LA PREOCUPACIÓN

Ester y yo  nos la pasamos metido en la salita, ella cree que la casa es demasiado grande para nosotros y que la salita  es el único lugar donde se puede enfrentar con cierta dignidad el frío invierno. A los viejos no nos gusta el frío; el sol que llega toda la mañana por este lado de la casa nos da la abrigadora sensación de que los tiempos no son tan malos. Al mediodía, cuando comienza a desvanecerse ese color anaranjado que invade el cuarto, los vitrales en lo alto del ventanal les dan un aspecto mágico a esta casa, Ester en un verdadero ritual que ha de repetir cada día comienza a encender luces, la lámpara de seis bujías que amenazante pende sobre nuestras cabezas, la lamparita de luz de mi escritorio y por último se va a su rincón para encender la lámpara de pedestal que la alumbrará y calentará como a un pollito mientras descansa en su mullido sillón rojo. Le  gusta tanto estar en ese rincón, a veces pienso que puede ser una simulada manera de mantener su independencia. Ahí se la pasa ojeando las revistas que  trae Helena y de tanto en tanto, he notado, fija su mirada en una de las paredes como prendida en algún recuerdo.

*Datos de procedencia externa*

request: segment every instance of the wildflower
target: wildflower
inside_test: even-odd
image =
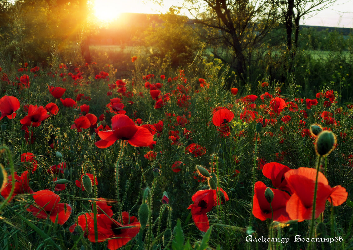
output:
[[[33,194],[36,205],[30,205],[27,209],[28,211],[40,219],[46,219],[49,216],[53,223],[57,219],[60,225],[66,222],[72,210],[70,204],[59,203],[60,197],[52,191],[41,190]]]
[[[12,119],[16,116],[15,111],[20,108],[20,102],[14,96],[5,95],[0,98],[0,112],[1,120],[5,116],[9,119]]]
[[[145,127],[136,125],[128,116],[117,114],[112,118],[112,130],[98,131],[101,140],[95,144],[100,148],[112,145],[117,140],[126,140],[134,147],[147,147],[153,141],[153,136]]]

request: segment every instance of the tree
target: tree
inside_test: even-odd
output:
[[[199,34],[208,44],[213,45],[212,53],[245,78],[247,67],[253,59],[253,52],[277,24],[275,6],[264,0],[184,2],[184,7],[193,14],[195,23],[202,25],[197,31]]]
[[[270,0],[280,10],[282,18],[284,21],[286,34],[287,49],[290,59],[295,55],[298,46],[299,22],[305,15],[314,11],[325,9],[336,1],[336,0]],[[293,40],[294,36],[294,40]],[[291,64],[290,64],[290,65]],[[290,66],[289,70],[291,66]]]

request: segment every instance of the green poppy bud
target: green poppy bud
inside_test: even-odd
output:
[[[146,203],[144,203],[138,209],[138,220],[140,221],[141,227],[142,229],[146,227],[147,221],[148,221],[149,214],[148,205]]]
[[[318,155],[325,156],[334,149],[336,136],[331,131],[325,130],[320,133],[316,139],[315,151]]]
[[[273,192],[269,188],[268,188],[265,190],[265,198],[267,202],[270,203],[273,200]]]
[[[210,173],[207,171],[207,169],[203,167],[201,167],[199,165],[196,165],[196,171],[199,175],[201,177],[205,178],[210,177]]]
[[[92,192],[92,182],[88,175],[83,175],[82,177],[82,185],[89,194]]]

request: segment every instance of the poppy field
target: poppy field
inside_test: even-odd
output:
[[[1,249],[353,249],[353,103],[143,60],[0,65]]]

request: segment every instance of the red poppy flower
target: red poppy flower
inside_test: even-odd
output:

Hay veces que se anima y se acerca para ofrecerme un té y como si nada toma uno de los libros que andan bailando sobre mi escritorio, me encanta repasar viejas lecturas, y me dice, este libro no vale la pena y se vuelve a su rincón  tal como vino, silenciosa. Me divierte ver que sea así, que se entretenga fastidiándome. Yo espero a que se acomode y tome una de las revistas  para preguntarle por el té, pero ella se hace la sorda y debo partir como siempre a la cocina y prepararlo para ambos.  Es ese el límite de sus travesuras.
Pero no es hasta más tarde cuando realmente me entretengo, hasta después de la hora de la cena, cuando Ester se va al dormitorio. Recién allí puedo comenzar a hacer mis cosas, la cuestión que realmente me preocupa. Ester a veces me interrumpe llamándome de un grito, entonces yo voy al cuarto y sin decir nada acerco la silla hasta el ropero y tomo una de las  cajas donde se guardan las fotos y se la paso. Le encanta ver viejas fotografías sentada a los pies de la cama, es como si se fuera acostando poco a poco, al rato me llamará nuevamente y  tendré que tomar la caja y cambiarla por otra. En el techo del ropero se almacena su tesoro al que se entrega cada noche con  sobrecogedora pasión.

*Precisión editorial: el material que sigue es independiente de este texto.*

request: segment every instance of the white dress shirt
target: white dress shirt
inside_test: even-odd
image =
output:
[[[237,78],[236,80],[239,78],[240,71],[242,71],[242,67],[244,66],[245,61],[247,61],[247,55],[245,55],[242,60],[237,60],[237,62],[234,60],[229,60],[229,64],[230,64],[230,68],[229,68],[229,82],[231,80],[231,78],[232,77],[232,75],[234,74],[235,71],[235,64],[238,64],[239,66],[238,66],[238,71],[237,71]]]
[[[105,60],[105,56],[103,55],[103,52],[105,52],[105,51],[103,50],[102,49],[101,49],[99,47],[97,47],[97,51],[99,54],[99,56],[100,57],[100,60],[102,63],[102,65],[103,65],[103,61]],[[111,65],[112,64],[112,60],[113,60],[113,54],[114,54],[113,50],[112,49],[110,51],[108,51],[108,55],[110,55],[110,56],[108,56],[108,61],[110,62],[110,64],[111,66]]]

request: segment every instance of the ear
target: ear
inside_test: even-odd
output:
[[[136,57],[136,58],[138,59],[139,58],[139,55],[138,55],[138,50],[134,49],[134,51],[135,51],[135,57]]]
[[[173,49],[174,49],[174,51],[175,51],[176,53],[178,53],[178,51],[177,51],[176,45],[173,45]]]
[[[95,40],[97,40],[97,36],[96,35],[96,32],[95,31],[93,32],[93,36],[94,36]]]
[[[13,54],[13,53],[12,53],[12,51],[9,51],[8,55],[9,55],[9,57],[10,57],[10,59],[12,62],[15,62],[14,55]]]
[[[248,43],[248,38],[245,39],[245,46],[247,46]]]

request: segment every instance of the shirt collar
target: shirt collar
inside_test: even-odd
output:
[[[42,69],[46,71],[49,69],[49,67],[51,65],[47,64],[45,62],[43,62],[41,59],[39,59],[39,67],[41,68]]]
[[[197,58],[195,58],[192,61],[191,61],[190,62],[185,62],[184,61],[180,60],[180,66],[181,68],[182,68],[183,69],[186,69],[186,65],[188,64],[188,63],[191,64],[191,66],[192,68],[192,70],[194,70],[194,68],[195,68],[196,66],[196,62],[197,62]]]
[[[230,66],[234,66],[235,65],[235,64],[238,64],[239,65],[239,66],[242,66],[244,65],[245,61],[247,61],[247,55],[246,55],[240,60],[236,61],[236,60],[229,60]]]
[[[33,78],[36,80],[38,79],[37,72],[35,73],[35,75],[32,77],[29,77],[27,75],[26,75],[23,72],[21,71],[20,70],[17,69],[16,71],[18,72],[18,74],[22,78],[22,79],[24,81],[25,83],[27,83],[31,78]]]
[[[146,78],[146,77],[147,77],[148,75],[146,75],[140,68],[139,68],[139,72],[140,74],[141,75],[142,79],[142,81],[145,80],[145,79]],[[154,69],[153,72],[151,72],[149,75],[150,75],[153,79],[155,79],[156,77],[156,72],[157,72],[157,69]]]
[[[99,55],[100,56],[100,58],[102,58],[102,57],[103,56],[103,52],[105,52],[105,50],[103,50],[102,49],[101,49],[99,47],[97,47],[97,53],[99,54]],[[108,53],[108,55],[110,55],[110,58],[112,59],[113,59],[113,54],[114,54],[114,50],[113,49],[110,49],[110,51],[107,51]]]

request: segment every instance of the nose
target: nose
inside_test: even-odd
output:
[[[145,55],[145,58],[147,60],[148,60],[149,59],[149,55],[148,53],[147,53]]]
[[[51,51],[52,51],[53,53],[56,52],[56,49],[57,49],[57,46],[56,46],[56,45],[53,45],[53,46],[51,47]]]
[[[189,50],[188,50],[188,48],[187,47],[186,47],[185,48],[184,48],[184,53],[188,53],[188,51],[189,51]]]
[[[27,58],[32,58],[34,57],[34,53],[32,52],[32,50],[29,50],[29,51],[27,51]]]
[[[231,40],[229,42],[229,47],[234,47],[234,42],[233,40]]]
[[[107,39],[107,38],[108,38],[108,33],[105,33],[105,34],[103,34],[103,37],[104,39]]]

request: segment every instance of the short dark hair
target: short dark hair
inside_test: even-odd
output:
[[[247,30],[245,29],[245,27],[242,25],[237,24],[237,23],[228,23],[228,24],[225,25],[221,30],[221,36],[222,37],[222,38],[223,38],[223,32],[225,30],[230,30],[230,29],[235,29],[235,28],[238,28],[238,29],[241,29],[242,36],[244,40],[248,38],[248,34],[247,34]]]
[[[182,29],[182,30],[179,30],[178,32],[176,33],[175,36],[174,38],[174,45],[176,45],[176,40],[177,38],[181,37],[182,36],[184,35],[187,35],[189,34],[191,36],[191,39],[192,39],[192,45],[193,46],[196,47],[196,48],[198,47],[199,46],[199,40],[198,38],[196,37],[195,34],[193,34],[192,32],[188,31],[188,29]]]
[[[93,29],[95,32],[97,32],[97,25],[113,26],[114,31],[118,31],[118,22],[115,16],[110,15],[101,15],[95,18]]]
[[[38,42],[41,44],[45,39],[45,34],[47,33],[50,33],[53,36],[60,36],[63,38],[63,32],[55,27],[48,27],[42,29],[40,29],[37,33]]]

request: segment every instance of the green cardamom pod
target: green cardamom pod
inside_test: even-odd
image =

Cómo me gustaría llamarla a mí también y mostrarle lo que hago, pero no me animo a molestarla a sacarla  de la cama con el frío que hace, para decirle que he perfeccionado la toma, que al fijar la cámara grabadora en un cuadro algo más amplio ya no sólo apareceré  sentado en el escritorio leyendo Historia de la Eternidad con el ventanal a mis espaldas y su luz azulada, los vitrales hacen maravillas. Ahora se podrá ver  el farol de la calle como una luna siempre asomándose estática a un costado en lo alto del ventanal. A Ester no le interesan estas cosas y menos aún mi preocupación, no se animará a mirar a través del visor, detesta la modernidad. Sería perder el tiempo explicarle el porqué de la lamparita de frente alumbrándome a la cara, a pesar de lo que me dificulta la lectura. Lo importante, es que mi rostro se vea nítido para que por las mañanas cuando al revisar el video, mientras Ester a intención se demora en la cocina sacándole  prolijamente brillo a los cubiertos, pueda seguir cada uno de mis gestos, observando minuciosamente como leo, atento al ritmo de la lectura, vigilando que no hayan saltos o silencios o que la mirada se pierda desgarradoramente, para mí, en el vacío. Lo que importa, lo que realmente me preocupa es saber que esta cabeza aún trabaja, que  soy dueño de  mi destino, que Historia de la Eternidad está entre mis manos bajo control y que no me ando disparatando como Ester que ya da pena.